In [1]:
#Theory
# Question 1: What is Logistic Regression, and how does it differ from Linear Regression?
# Answer:
# Logistic Regression is a statistical method used for binary classification tasks.
# It predicts the probability that a given input belongs to a certain class (e.g., 0 or 1).
# The output is always between 0 and 1, which makes it suitable for classification.
# Unlike Linear Regression, which outputs continuous values and fits a straight line,
# Logistic Regression uses the sigmoid function to squeeze the output into the [0, 1] range.
# Thus, Linear Regression is used for regression tasks, while Logistic Regression is used for classification.

# Question 2: What is the mathematical equation of Logistic Regression?
# Answer:
# The hypothesis of Logistic Regression is given by:
# hθ(x) = 1 / (1 + e^(-θᵀx))
# Here, θ is the vector of model parameters, x is the feature vector,
# and hθ(x) gives the probability that the output is 1.

# Question 3: Why do we use the Sigmoid function in Logistic Regression?
# Answer:
# The sigmoid function maps any real-valued number into a value between 0 and 1,
# which is interpreted as a probability.
# It allows us to convert the linear combination θᵀx into a probability score.
# This is essential for binary classification problems.

# Question 4: What is the cost function of Logistic Regression?
# Answer:
# The cost function is the log loss or cross-entropy loss, defined as:
# J(θ) = -1/m ∑ [y log(hθ(x)) + (1 - y) log(1 - hθ(x))]
# This function penalizes wrong predictions more heavily and is convex, which is good for optimization.

# Question 5: What is Regularization in Logistic Regression?
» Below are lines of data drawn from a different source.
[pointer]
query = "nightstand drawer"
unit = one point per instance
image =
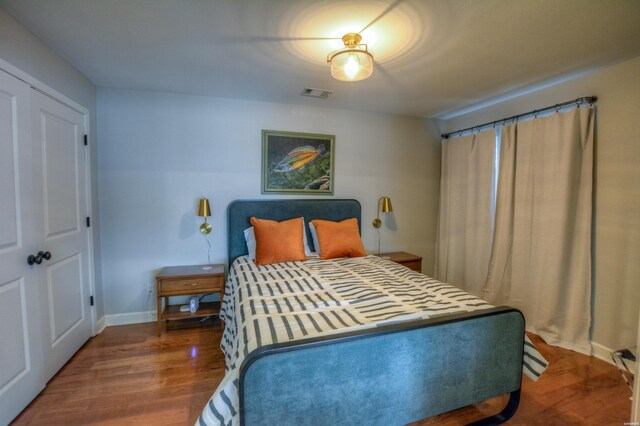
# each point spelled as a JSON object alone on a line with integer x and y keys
{"x": 193, "y": 284}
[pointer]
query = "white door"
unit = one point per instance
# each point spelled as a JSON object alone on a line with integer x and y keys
{"x": 60, "y": 194}
{"x": 21, "y": 374}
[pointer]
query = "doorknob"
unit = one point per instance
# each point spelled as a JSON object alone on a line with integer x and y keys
{"x": 37, "y": 259}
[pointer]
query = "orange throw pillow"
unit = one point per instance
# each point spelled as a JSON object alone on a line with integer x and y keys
{"x": 278, "y": 241}
{"x": 339, "y": 239}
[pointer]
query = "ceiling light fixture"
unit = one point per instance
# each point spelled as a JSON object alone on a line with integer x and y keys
{"x": 353, "y": 62}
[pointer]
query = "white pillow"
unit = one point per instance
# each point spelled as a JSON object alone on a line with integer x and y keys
{"x": 314, "y": 237}
{"x": 250, "y": 239}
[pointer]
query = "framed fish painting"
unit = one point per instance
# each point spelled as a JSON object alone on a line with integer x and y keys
{"x": 297, "y": 163}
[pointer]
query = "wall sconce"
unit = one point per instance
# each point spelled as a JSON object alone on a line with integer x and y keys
{"x": 204, "y": 211}
{"x": 385, "y": 202}
{"x": 384, "y": 205}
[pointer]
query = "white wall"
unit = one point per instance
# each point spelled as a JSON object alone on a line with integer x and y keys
{"x": 161, "y": 152}
{"x": 31, "y": 55}
{"x": 617, "y": 187}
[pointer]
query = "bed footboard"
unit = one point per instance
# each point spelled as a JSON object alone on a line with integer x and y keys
{"x": 394, "y": 374}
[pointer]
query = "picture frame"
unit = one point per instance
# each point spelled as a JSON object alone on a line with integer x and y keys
{"x": 297, "y": 163}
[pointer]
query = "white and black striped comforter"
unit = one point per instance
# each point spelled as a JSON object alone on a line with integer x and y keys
{"x": 295, "y": 300}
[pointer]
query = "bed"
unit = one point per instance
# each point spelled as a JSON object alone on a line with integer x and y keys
{"x": 418, "y": 356}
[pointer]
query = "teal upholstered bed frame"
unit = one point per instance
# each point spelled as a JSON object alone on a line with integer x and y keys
{"x": 388, "y": 375}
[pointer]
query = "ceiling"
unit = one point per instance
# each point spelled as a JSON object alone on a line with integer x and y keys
{"x": 433, "y": 57}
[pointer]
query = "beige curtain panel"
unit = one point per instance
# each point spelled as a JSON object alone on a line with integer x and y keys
{"x": 541, "y": 254}
{"x": 466, "y": 210}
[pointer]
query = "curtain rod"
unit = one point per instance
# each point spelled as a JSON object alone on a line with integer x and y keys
{"x": 588, "y": 99}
Why is it needed?
# Answer:
# Regularization is a technique to prevent overfitting by adding a penalty term to the cost function.
# It discourages the model from learning overly complex or large parameter values.
# This helps in improving generalization to unseen data.
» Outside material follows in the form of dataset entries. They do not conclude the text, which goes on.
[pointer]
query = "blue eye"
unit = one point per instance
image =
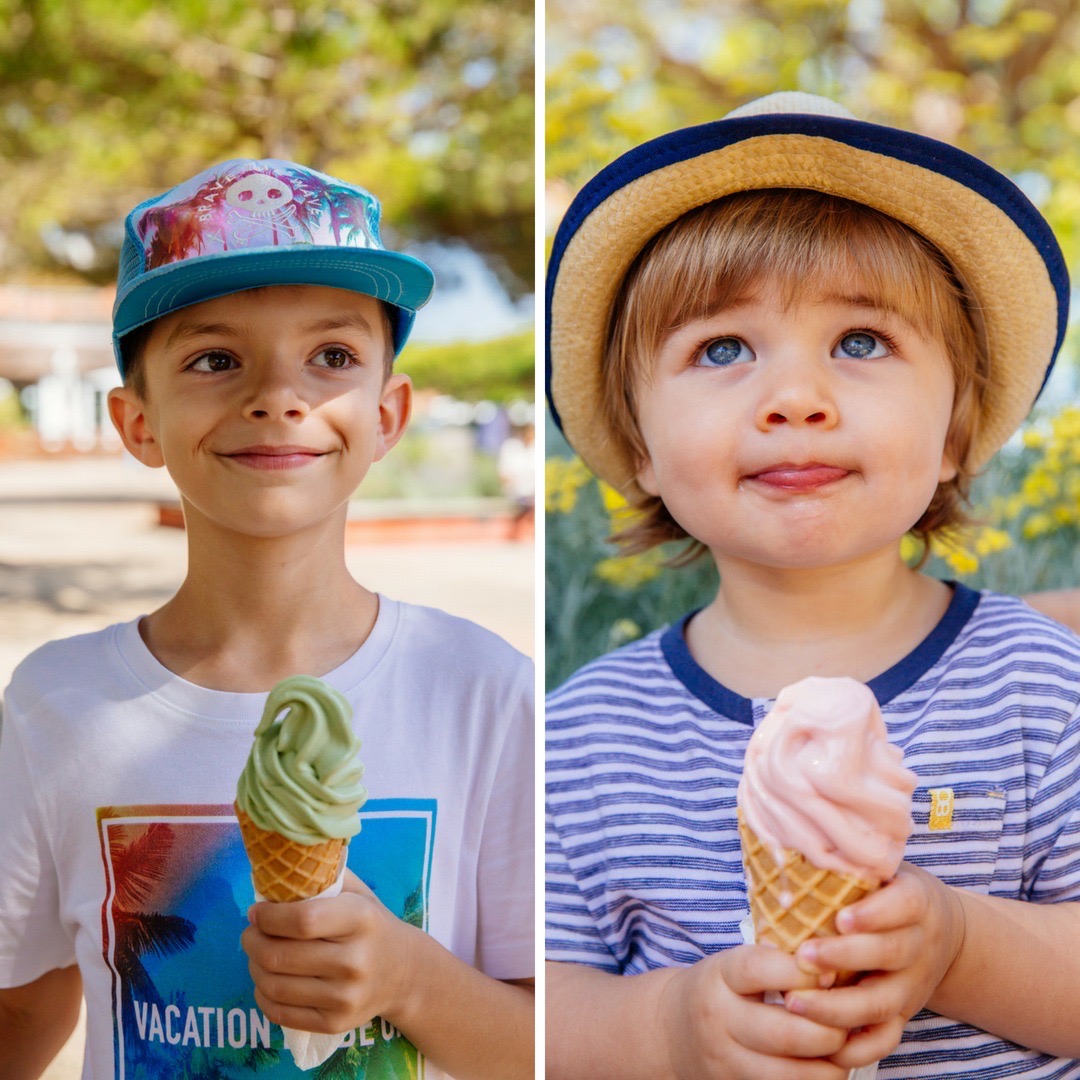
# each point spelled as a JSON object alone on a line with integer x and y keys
{"x": 213, "y": 362}
{"x": 724, "y": 352}
{"x": 860, "y": 345}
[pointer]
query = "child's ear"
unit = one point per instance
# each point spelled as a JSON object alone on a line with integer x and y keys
{"x": 647, "y": 477}
{"x": 127, "y": 413}
{"x": 395, "y": 407}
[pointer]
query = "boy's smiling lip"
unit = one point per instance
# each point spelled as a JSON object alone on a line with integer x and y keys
{"x": 798, "y": 476}
{"x": 271, "y": 457}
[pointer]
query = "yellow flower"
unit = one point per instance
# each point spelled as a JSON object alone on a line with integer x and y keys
{"x": 564, "y": 477}
{"x": 620, "y": 512}
{"x": 623, "y": 631}
{"x": 989, "y": 541}
{"x": 1037, "y": 525}
{"x": 910, "y": 548}
{"x": 630, "y": 571}
{"x": 961, "y": 562}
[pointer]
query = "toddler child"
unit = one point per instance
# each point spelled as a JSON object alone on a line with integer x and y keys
{"x": 256, "y": 324}
{"x": 792, "y": 337}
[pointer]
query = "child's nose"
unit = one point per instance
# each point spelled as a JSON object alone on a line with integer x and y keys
{"x": 274, "y": 394}
{"x": 800, "y": 397}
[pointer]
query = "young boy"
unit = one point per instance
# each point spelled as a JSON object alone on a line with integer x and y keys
{"x": 793, "y": 337}
{"x": 256, "y": 323}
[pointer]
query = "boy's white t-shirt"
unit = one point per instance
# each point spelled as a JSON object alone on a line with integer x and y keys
{"x": 120, "y": 851}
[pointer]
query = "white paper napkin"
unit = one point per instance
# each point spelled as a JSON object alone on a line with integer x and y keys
{"x": 310, "y": 1049}
{"x": 774, "y": 997}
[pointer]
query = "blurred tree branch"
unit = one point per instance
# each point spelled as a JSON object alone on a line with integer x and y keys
{"x": 429, "y": 103}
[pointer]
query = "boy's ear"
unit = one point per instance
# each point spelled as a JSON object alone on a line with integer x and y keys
{"x": 395, "y": 407}
{"x": 127, "y": 413}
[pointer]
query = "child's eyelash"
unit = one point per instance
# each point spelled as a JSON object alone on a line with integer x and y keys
{"x": 887, "y": 339}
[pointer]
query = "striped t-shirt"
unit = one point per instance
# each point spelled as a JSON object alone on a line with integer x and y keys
{"x": 644, "y": 755}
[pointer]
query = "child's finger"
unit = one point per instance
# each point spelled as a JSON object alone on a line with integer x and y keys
{"x": 890, "y": 950}
{"x": 768, "y": 1029}
{"x": 333, "y": 918}
{"x": 901, "y": 903}
{"x": 875, "y": 1000}
{"x": 285, "y": 956}
{"x": 754, "y": 969}
{"x": 869, "y": 1044}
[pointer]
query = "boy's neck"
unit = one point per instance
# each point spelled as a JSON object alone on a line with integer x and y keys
{"x": 251, "y": 612}
{"x": 768, "y": 629}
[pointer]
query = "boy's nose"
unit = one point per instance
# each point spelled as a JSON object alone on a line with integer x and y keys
{"x": 274, "y": 395}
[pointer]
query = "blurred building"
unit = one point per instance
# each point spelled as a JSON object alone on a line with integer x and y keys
{"x": 55, "y": 349}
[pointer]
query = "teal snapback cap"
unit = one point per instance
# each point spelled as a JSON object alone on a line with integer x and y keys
{"x": 246, "y": 224}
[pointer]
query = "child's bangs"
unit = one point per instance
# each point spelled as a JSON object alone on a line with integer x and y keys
{"x": 804, "y": 242}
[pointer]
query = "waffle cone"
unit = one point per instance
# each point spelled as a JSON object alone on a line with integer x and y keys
{"x": 283, "y": 869}
{"x": 815, "y": 896}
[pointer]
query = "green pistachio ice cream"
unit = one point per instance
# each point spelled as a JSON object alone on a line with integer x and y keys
{"x": 302, "y": 778}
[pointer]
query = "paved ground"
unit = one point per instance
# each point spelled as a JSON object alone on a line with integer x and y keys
{"x": 80, "y": 548}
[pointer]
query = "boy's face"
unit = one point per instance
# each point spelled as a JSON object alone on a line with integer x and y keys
{"x": 267, "y": 407}
{"x": 797, "y": 436}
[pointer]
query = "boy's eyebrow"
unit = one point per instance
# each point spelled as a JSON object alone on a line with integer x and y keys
{"x": 351, "y": 321}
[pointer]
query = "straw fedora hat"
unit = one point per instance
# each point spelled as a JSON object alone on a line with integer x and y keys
{"x": 1000, "y": 246}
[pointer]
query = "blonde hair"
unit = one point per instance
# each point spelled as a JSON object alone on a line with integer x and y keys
{"x": 799, "y": 240}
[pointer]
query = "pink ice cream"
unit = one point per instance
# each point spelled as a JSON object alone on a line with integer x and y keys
{"x": 821, "y": 778}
# Question 6: Explain the difference between Lasso, Ridge, and Elastic Net regression.
# Answer:
# - Lasso (L1 regularization): Adds λ∑|θj| to the cost. Can shrink some coefficients to zero, effectively selecting features.
# - Ridge (L2 regularization): Adds λ∑θj² to the cost. Shrinks coefficients but doesn’t eliminate them.
# - Elastic Net: Combines both L1 and L2 penalties. Useful when there are multiple correlated features.
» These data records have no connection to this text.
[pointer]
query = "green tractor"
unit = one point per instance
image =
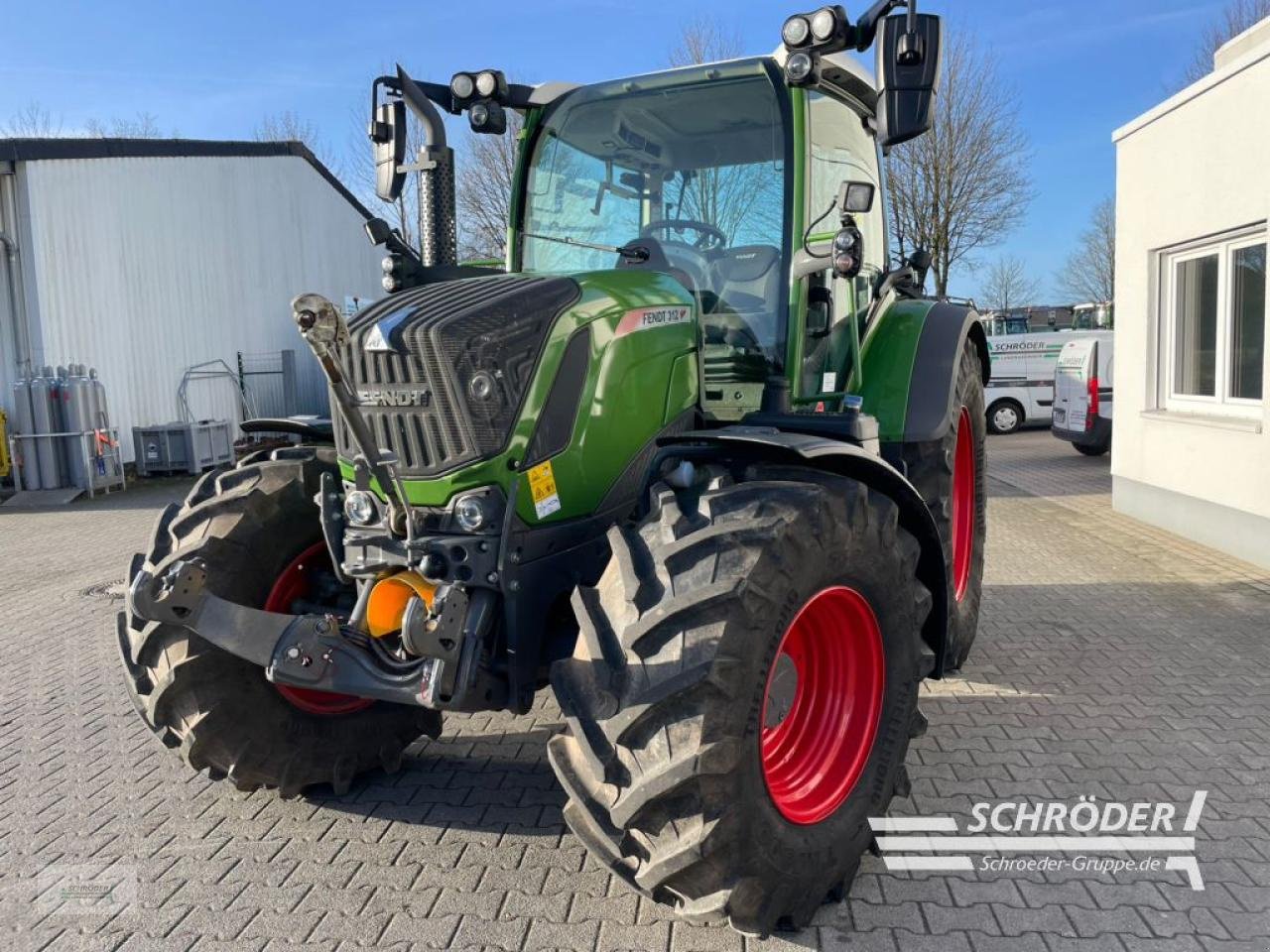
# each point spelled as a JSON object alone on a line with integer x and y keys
{"x": 698, "y": 457}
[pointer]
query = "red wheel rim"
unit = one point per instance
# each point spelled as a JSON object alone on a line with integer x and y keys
{"x": 816, "y": 739}
{"x": 295, "y": 583}
{"x": 962, "y": 506}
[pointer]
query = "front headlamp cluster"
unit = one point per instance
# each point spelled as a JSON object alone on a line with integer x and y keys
{"x": 484, "y": 96}
{"x": 808, "y": 36}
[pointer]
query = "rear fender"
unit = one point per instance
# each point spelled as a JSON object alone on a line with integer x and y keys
{"x": 911, "y": 361}
{"x": 844, "y": 460}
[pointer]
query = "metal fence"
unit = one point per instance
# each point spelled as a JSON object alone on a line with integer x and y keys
{"x": 271, "y": 380}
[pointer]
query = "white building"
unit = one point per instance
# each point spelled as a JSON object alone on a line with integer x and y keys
{"x": 1192, "y": 447}
{"x": 145, "y": 257}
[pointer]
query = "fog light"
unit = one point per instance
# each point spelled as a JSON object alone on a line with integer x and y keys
{"x": 470, "y": 513}
{"x": 486, "y": 84}
{"x": 359, "y": 508}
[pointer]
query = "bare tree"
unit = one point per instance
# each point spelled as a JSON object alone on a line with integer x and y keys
{"x": 143, "y": 126}
{"x": 705, "y": 40}
{"x": 1008, "y": 285}
{"x": 1088, "y": 273}
{"x": 962, "y": 185}
{"x": 403, "y": 214}
{"x": 1237, "y": 17}
{"x": 486, "y": 177}
{"x": 289, "y": 127}
{"x": 33, "y": 121}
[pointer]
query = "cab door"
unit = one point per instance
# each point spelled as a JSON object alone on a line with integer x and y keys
{"x": 839, "y": 149}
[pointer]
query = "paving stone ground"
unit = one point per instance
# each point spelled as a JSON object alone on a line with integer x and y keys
{"x": 1112, "y": 660}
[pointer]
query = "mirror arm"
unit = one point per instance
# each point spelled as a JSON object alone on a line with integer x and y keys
{"x": 866, "y": 27}
{"x": 421, "y": 104}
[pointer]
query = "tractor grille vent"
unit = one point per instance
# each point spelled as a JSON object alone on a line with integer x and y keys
{"x": 448, "y": 367}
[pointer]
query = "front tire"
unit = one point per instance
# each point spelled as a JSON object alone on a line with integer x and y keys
{"x": 1005, "y": 416}
{"x": 679, "y": 761}
{"x": 252, "y": 527}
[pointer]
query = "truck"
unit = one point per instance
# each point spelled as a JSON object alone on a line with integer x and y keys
{"x": 1021, "y": 390}
{"x": 1083, "y": 395}
{"x": 699, "y": 460}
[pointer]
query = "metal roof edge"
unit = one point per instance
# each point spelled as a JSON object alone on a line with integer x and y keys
{"x": 33, "y": 150}
{"x": 1193, "y": 91}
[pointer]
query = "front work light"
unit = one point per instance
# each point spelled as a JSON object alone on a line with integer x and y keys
{"x": 486, "y": 84}
{"x": 797, "y": 31}
{"x": 359, "y": 509}
{"x": 825, "y": 24}
{"x": 462, "y": 86}
{"x": 470, "y": 513}
{"x": 799, "y": 67}
{"x": 826, "y": 31}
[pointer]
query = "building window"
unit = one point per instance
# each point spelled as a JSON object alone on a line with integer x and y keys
{"x": 1213, "y": 324}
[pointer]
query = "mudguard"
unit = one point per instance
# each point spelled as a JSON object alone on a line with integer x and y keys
{"x": 910, "y": 359}
{"x": 852, "y": 462}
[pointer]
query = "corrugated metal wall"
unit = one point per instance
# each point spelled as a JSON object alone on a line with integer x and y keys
{"x": 144, "y": 267}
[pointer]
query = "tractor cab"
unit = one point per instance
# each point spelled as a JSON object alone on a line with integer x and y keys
{"x": 721, "y": 177}
{"x": 698, "y": 458}
{"x": 753, "y": 182}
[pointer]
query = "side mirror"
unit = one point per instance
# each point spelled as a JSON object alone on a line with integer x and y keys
{"x": 388, "y": 137}
{"x": 856, "y": 197}
{"x": 379, "y": 231}
{"x": 908, "y": 73}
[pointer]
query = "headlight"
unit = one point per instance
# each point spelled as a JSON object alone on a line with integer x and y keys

# Question 7: When should we use Elastic Net instead of Lasso or Ridge?
# Answer:
# Use Elastic Net when:
# - You have many correlated features.
# - Lasso eliminates too many features.
# - Ridge retains too many irrelevant features.
# Elastic Net provides a balance between feature selection and coefficient shrinkage.

# Question 8: What is the impact of the regularization parameter (λ) in Logistic Regression?
# Answer:
# - A higher λ increases regularization, shrinking coefficients more and reducing overfitting but may lead to underfitting.
# - A lower λ reduces regularization, allowing the model to fit the training data more closely, increasing the risk of overfitting.

# Question 9: What are the key assumptions of Logistic Regression?
# Answer:
# - The dependent variable is binary.
# - Observations are independent.
# - There is little to no multicollinearity.
# - The relationship between independent variables and the log-odds is linear.
# - Large sample sizes for stability.

# Question 10: What are some alternatives to Logistic Regression for classification tasks?
# Answer:
# - Decision Trees
# - Random Forest
# - Support Vector Machines
# - k-Nearest Neighbors
# - Naive Bayes
# - Gradient Boosting (e.g., XGBoost)
# - Neural Networks

# Question 11: What are Classification Evaluation Metrics?
# Answer:
# - Accuracy
# - Precision
# - Recall
# - F1 Score
# - ROC-AUC
# - Confusion Matrix
# - Log Loss

# Question 12: How does class imbalance affect Logistic Regression?
# Answer:
# Class imbalance can cause the model to be biased toward the majority class,
# resulting in poor recall and precision for the minority class.
# Techniques like resampling, using class weights, or alternative metrics like ROC-AUC help handle this.

# Question 13: What is Hyperparameter Tuning in Logistic Regression?
# Answer:
# It’s the process of finding the best values for parameters like regularization strength (λ),
# solver type, or max iterations using methods like Grid Search or Random Search with cross-validation.

# Question 14: What are different solvers in Logistic Regression? Which one should be used?
# Answer:
# Common solvers:
# - liblinear: Good for small datasets and L1 regularization.
# - lbfgs: Suitable for multiclass and large datasets.
# - saga: Supports L1, L2, and Elastic Net; works with large data.
# - newton-cg: Suitable for L2 regularization and large datasets.
# Choose based on data size, regularization type, and computational resources.

# Question 15: How is Logistic Regression extended for multiclass classification?
# Answer:
# - One-vs-Rest (OvR): Trains a separate classifier for each class vs. all others.
# - Multinomial Logistic Regression (Softmax): Generalizes logistic regression to handle multiple classes in one model using the softmax function.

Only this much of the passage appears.